After a series of events including a shift in FDA policy that put Auris’s robotically assisted surgical device (RASD) product on a longer regulatory approval timeline, J&J signaled that it didn’t believe the earnout was payable by announcing that it had released its reserves for the earnout payment. That action prompted the plaintiff filed to file its lawsuit. The plaintiff threw the kitchen sink at the defendants in terms of claims, and the defendants filed a motion to dismiss. The Vice Chancellor dismissed some of them, but she found that the plaintiff had sufficiently pled, among other claims, common law fraud & breach of the implied covenant of good faith and fair dealing. 

The plaintiff based its fraud claim on allegations that J&J and Ethicon committed fraud by making false extra-contractual representations and withholding material facts during the negotiation process. The defendants responded by pointing to the merger agreement’s exclusive remedy provision, which said that the indemnification provisions were the exclusive remedy for any action associated with the transactions contemplated by the agreement. The only fraud claims that the merger agreement carved out of the exclusive remedy provision were those relating to “making the representations and warranties in this Agreement.” Since that carveout didn’t extend to extra-contractual fraud claims, they were effectively barred.

Relying heavy on the Abry Partners decision, Vice Chancellor Will rejected the defendants’ arguments. She held that the language of the exclusive remedy provision was not equivalent to the clear non-reliance language required by Abry Partners:

Unlike the parties in Abry Partners, Auris did not disclaim reliance on extra-contractual statements anywhere in the Merger Agreement. Indeed, the fact that Ethicon expressly disclaimed reliance but Auris did not suggests that Auris was permitted to rely on the defendants’ assurances. The exclusive remedy provision therefore cannot, by itself, eliminate Fortis’s fraud claims.

To find otherwise would ignore the delicate balance that Delaware courts have struck between supporting freedom of contract and condemning fraud. If the defendants intentionally misrepresented a fact that induced Auris to enter into the Merger Agreement, and Auris did not explicitly disclaim reliance on extra-contractual representations, it cannot be barred from recovering for that purported fraud.

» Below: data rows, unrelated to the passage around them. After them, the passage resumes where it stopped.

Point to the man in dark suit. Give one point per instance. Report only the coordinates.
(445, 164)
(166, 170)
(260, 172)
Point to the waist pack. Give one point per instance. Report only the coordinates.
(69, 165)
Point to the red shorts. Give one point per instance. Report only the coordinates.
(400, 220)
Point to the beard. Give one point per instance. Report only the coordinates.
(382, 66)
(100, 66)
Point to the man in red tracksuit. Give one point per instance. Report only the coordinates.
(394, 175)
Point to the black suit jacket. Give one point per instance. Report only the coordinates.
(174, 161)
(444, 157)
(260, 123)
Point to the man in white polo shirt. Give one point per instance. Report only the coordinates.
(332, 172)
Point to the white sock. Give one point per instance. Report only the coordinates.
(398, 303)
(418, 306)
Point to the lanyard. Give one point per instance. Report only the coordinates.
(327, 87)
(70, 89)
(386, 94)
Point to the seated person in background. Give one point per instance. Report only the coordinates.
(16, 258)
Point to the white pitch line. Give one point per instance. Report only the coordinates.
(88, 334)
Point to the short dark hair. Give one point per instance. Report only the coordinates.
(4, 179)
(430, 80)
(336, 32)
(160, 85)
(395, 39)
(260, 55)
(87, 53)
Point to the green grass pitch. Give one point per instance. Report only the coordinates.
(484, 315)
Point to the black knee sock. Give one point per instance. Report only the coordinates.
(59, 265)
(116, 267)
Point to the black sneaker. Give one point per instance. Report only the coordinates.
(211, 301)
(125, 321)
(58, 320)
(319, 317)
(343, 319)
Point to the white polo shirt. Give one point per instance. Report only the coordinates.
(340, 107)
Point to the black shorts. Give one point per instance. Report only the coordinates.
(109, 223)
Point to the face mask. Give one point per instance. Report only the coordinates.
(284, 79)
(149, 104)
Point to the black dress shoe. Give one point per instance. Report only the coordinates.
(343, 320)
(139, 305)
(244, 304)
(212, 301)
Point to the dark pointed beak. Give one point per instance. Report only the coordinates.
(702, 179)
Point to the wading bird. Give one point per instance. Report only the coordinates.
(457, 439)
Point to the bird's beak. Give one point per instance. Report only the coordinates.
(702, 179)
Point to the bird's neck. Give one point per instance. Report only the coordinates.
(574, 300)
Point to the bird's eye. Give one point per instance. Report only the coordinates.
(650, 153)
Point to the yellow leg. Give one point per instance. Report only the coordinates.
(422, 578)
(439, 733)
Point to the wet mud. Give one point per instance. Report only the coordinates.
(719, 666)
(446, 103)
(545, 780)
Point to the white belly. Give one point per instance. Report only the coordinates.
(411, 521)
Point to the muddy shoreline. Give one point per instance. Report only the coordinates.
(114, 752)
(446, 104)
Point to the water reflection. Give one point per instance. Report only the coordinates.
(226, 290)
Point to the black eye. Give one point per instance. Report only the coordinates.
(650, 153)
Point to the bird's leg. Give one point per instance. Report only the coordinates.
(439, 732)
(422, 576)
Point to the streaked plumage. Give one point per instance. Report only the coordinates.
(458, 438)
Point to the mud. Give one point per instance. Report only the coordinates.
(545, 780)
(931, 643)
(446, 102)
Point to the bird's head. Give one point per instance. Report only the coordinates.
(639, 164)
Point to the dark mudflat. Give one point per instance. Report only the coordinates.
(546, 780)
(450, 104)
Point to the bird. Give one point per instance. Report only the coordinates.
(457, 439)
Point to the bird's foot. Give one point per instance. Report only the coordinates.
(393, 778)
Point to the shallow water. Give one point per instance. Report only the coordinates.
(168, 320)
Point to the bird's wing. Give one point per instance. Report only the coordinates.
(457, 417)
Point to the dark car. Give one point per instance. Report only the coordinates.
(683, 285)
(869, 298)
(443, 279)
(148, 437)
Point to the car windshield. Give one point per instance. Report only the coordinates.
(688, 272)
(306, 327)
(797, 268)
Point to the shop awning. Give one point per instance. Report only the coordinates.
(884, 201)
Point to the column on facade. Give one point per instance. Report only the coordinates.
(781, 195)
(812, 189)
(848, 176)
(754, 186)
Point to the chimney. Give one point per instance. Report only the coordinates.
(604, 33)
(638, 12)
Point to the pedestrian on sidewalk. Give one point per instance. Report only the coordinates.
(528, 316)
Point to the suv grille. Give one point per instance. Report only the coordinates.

Vice Chancellor Will also refused to dismiss the plaintiff’s implied covenant claims, which were premised on Ethicon and J&J’s covenant to use commercially reasonable efforts to obtain FDA approval of its RASD product under the agency’s then existing policy.  The plaintiff contended that since neither party contemplated the possibility of a change in that policy, the implied covenant of good faith and fair dealing should apply. The Vice Chancellor agreed:

The implied covenant comes into play in precisely this scenario, where “the parties simply failed to foresee the need for the term and, therefore, never considered to include it.” Fortis alleges that the FDA had routinely cleared RASDs through the 510(k) pathway for decades and that the parties to the Merger Agreement believed the FDA would clear iPlatform through the 510(k) pathway.

Fortis also asserts that the FDA indicated to Auris in late 2018 that the 510(k) pathway would be appropriate for iPlatform. The implied covenant is well situated to address such “unanticipated developments” as a means to assess what the parties would have agreed to had they known about the FDA’s policy change when they executed the Merger Agreement.

This blog is already pretty lengthy, so in closing I’ll just point out that the Vice Chancellor also upheld several other interesting claims asserted by the plaintiff, including recission based on mutual mistake, unjust enrichment, and specific performance. The discussion of those claims begins on p. 41 of her opinion, and I’m sure will be touched on by law firm memos in the coming weeks.